Thursday, June 21, 2012

Adventure Design: Arbitrary Limitations

In my Dystopic Campaign, I have an entire world full of adventures where each town or city could be drastically different to the other. While my players' character choices and development have helped me develop sections of the globe, it still doesn't really answer where I should set the next adventure. This is made all the worse by the fact that they are a roaming group who are given quests whose repercussions will create positive change. Due to this rather broad mandate, and the super-faction's fiendish talents at Patterns rituals to detect how certain acts (from doing a major tag unseen at a busy intersection to assassinating a corporate CEO) can benefit the world.

So in other words, I have a lot of scope. Too much scope. I'm sitting there scratching my head wondering where I should toss them first.

In comes Arbitrary Limitations. I turned to my players and asked each one a question. I asked one for a movie, another for a song, another for a number, another for a location, and another for some newspaper articles. What I got was Pulp Fiction, 'Simply Irresistable', 3, Leon - France, and newspaper articles on people being thought dead in Third World Countries who woke up again.

I took this information and gave myself permission to interpret these in any possible way. After all, they're arbitrary limitations. They don't necessarily have to mean anything and I could discard any of it I couldn't work with. However, I could certainly draw inspiration from them.

So I've decided on a quest set in Leon, which is a tourist town set around a lake in France, with a decidedly 1980s theme due to the Pulp Fiction and song suggestions. I know Pulp Fiction was released in 1994 but to me it means the 1980s. They've taken to the whole Greed is Good, Ambition is Everything, and are concerned with drug abuse and criminality.
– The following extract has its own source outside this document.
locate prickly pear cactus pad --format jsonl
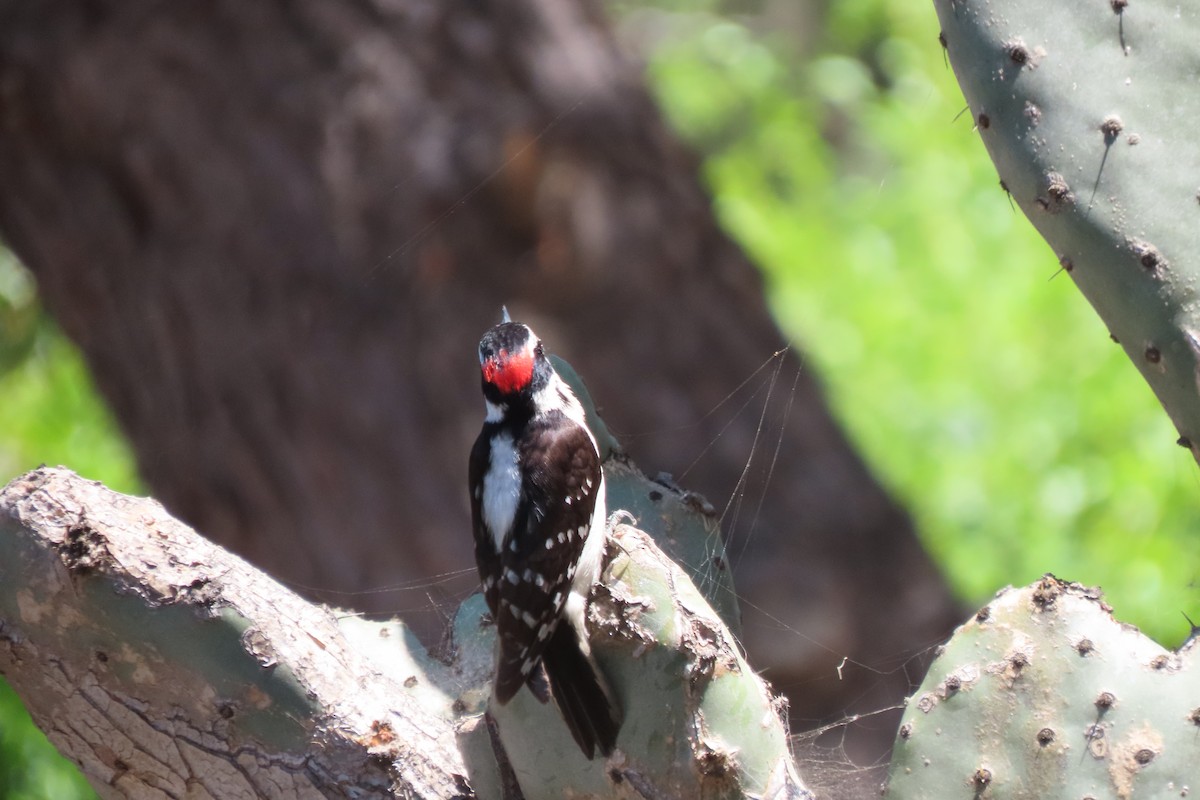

I also mixed in the kind of innocent naievete common to 1980s culture and media and have set the quest during a School Reunion. Sure, not strictly Pulp Fictiony but it fits the song choice and the location.

'Simply Irresistable' made me think about vampires, so in this region vampires are an accepted fact. The Masquerade more defines the unsavoury information about vampires - the Beast, frenzies, the fact that their version of True Blood is simply a palatable substance to them and not at all nutritious. It also kind of works with the whole 'dead aren't dead' vibe from the newspaper articles, though I'm hoping to include a more literal reading of them into the quest. I won't tell you how because that may contain spoilers.

The number I interpreted to be the expected length of this adventure: about three sessions.

So what about next time? Next time I do this I may ask for another number, but I may re-interpret it to mean the number of suspects, or what-not. Or I might just make that number a motif. Or I won't include it at all and will ask for some other random thing (perhaps a location, perhaps an object) that I'll work into the story.

Is this a bit of a cheesy way to go about it? Well, it can be. However, it can also be a lot of fun to take a few random elements and weave a really strong storyline out of it. It all depends on how imaginative you can be and how much license you give yourself to play with things. The most important thing is that I've had a lot of fun with it.

Have you done anything similar?

2 comments:

  1. I haven't tried this myself, but then I haven't written/run many home-brew adventures/stories.
    What I would like to add is i think you hit on the most important thing right at the end of your post.
    You. Had. Fun.
    I think this aspect is greatly overlooked by a lot of players, especially those with no experience running a campaign. I myself fell into this group when I first began role playing over a decade and a half ago.
    It is a very important that all members of a group have fun at all stages, including the story teller, otherwise people won't want to do it. And what's a campaign with no one willing to tell the story, and in the case of home brew, build it.